Practical guidelines: limit to 3–5 questions (longer processes see higher candidate drop-off); give candidates a clear sense of what you are evaluating; define your scoring criteria before you review, not after; provide at least one practice question so technical issues do not unfairly affect performance.
Limitations and Considerations
One-way video interviews are not appropriate as a standalone assessment for senior or complex roles. They remove conversational follow-up — the ability to probe an interesting answer or clarify an ambiguous response — which limits their diagnostic value for roles requiring nuanced judgement.
They also carry candidate experience risks if poorly implemented. A low-effort, poorly-configured video screen reflects badly on the employer brand. Candidates applying for competitive roles are increasingly selective about the employers they engage with.
EU AI Act Considerations
When AI is used to evaluate one-way video responses, the process falls within the scope of the EU AI Act's high-risk AI provisions for employment decisions, which become enforceable in December 2027. Employers using AI-scored video interviews must ensure candidates are informed that AI is being used, that candidates can request human review of AI-generated assessments, that audit trails are maintained for each scoring decision, and that analysis is limited to content (transcripts, spoken words) rather than protected characteristics such as facial expressions or vocal tone.

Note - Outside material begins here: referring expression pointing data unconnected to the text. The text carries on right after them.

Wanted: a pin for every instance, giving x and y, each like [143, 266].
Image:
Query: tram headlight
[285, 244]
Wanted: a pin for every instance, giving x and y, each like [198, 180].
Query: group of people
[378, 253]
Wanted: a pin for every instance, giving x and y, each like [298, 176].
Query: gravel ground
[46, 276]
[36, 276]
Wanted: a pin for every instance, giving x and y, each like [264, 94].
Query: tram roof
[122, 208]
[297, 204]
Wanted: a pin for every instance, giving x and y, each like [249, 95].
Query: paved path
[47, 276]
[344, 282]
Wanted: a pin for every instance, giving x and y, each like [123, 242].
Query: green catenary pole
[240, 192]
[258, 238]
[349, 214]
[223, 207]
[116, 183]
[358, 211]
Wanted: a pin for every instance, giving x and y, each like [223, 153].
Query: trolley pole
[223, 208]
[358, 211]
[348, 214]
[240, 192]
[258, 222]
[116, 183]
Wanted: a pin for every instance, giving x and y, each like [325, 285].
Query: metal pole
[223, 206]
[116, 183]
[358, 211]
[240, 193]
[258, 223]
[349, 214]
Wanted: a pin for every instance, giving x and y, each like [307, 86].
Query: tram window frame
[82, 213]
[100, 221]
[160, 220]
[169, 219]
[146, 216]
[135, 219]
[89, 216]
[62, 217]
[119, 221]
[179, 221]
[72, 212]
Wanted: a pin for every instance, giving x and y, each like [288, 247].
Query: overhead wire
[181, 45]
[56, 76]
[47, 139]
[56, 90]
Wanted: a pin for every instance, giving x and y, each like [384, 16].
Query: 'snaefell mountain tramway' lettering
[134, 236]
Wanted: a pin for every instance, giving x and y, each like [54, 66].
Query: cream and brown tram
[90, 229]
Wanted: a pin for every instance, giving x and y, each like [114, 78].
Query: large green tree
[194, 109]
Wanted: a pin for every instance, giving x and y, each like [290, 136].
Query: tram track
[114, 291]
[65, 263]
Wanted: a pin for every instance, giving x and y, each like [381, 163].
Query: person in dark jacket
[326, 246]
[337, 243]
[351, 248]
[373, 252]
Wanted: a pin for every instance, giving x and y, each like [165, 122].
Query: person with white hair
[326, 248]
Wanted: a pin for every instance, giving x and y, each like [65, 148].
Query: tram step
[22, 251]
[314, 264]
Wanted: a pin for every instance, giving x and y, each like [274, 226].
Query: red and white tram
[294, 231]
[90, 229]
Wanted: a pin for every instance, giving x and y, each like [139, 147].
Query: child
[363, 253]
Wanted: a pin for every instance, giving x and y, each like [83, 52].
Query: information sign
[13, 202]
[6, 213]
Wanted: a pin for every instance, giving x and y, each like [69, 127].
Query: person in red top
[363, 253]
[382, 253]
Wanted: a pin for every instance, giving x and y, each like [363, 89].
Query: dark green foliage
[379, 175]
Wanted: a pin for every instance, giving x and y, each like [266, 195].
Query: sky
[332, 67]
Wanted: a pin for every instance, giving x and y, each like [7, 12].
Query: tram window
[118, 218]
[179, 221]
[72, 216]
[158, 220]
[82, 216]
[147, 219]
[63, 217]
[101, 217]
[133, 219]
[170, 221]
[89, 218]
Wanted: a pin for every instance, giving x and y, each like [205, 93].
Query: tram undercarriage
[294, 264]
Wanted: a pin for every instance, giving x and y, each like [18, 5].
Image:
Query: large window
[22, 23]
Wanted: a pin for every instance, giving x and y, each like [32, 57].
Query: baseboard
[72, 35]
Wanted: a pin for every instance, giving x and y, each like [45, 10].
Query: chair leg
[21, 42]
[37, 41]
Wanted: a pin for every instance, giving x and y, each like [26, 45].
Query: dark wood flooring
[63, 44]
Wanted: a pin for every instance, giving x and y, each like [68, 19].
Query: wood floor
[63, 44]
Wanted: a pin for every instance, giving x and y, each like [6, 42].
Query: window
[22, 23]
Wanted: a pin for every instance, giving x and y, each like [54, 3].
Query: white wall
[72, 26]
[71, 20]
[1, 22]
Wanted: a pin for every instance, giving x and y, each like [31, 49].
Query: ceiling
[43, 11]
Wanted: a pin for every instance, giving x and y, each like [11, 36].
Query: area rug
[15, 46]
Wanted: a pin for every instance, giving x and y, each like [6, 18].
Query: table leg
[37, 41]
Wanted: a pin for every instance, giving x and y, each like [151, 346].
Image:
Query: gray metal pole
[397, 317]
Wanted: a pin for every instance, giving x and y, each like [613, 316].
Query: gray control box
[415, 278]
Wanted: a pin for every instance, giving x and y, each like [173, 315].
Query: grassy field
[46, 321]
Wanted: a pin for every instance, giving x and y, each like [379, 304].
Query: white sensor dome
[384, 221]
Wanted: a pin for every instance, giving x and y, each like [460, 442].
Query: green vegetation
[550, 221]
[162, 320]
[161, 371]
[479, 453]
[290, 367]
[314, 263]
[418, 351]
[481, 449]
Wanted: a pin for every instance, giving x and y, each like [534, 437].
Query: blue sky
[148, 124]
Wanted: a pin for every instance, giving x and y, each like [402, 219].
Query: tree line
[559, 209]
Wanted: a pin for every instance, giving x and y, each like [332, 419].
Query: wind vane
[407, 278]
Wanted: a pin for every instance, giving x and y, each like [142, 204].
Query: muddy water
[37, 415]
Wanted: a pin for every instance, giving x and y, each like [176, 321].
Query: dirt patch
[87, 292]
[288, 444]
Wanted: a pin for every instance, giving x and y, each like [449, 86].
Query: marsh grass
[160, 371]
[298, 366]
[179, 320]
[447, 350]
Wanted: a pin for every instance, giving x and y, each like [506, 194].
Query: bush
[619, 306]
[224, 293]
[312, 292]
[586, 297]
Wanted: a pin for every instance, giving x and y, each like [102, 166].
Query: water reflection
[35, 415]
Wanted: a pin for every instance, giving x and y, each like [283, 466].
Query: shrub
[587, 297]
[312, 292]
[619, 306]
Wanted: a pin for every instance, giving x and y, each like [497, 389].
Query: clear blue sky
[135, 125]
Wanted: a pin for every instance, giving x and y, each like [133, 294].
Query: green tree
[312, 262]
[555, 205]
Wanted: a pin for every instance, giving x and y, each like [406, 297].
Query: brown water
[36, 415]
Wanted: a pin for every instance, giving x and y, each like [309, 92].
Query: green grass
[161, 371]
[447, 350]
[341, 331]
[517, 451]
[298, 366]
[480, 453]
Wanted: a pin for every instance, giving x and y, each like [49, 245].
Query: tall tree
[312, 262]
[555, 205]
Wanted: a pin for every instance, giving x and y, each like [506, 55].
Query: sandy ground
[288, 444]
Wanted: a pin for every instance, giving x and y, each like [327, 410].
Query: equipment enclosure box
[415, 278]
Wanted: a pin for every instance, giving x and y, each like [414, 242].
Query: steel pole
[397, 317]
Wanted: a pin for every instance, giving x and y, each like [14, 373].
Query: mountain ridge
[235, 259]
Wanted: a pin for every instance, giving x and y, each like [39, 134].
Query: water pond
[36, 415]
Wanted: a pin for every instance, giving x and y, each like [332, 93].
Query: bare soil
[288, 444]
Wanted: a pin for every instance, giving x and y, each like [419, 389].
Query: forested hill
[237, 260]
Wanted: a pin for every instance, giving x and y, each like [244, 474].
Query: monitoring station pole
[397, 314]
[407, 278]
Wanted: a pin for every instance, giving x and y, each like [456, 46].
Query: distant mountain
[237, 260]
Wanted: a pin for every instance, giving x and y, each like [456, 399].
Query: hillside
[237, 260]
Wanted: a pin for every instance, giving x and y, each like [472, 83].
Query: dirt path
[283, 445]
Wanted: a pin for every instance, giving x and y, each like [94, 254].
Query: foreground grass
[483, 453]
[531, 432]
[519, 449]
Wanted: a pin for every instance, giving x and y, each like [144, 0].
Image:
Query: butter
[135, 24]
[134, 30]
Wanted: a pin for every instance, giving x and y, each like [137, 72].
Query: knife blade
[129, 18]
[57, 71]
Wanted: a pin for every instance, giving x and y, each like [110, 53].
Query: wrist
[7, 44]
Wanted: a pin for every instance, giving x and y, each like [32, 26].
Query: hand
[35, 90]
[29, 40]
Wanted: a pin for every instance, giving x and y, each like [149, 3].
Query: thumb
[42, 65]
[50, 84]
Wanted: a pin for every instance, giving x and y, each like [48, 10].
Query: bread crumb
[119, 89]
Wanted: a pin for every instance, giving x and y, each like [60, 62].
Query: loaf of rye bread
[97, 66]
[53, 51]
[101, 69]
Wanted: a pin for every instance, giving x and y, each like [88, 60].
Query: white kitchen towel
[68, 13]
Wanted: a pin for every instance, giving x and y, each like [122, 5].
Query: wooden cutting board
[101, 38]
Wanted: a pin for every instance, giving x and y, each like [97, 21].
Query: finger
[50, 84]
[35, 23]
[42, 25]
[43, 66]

How Palantrix approaches one-way video interviews
Palantrix's Quick Response and Structured Interview formats are both one-way video interview formats. All candidate responses are submitted regardless of AI score — in line with EU AI Act requirements — and evaluation is transcript-based. Each response is benchmarked against your Team DNA Profile, which means candidates are scored against the specific behaviours and traits your team identified as predictive for the role, rather than a generic rubric.
See how AI Video Interviews work →Frequently Asked Questions
What is the difference between a one-way and a live video interview?
A one-way video interview is pre-recorded — the candidate records responses to pre-set questions without an interviewer present. A live video interview involves both parties connecting in real time, enabling conversation and follow-up. One-way interviews are typically used for first-stage screening; live interviews for later stages.
Do candidates need special equipment?
Candidates generally need a device with a camera and microphone (a modern smartphone, tablet, or laptop is sufficient), a stable internet connection, and a reasonably quiet environment. Most platforms include a technical check before the interview begins.
How long should a one-way video interview take?
Most effective one-way interviews are 3–5 questions, with response times of 90 seconds to 3 minutes each. The full process should take candidates no longer than 15–20 minutes. Longer assessments see significantly higher drop-off rates.
Is it fair to use one-way video interviews?
One-way video interviews are fair when implemented with consistent questions, pre-defined scoring criteria, and equal time allocations for all candidates. The fairness risk arises when evaluation is informal and subjective. When AI is used in evaluation, EU AI Act compliance — audit trails, transparency, no protected characteristic analysis — is required.
What happens to recordings after the hiring process?
Under GDPR, candidate data including video recordings must be retained only for as long as necessary and in line with your stated data retention policy. Candidates should be informed of retention periods at the point of application. Most platforms allow you to configure automatic deletion after a set period.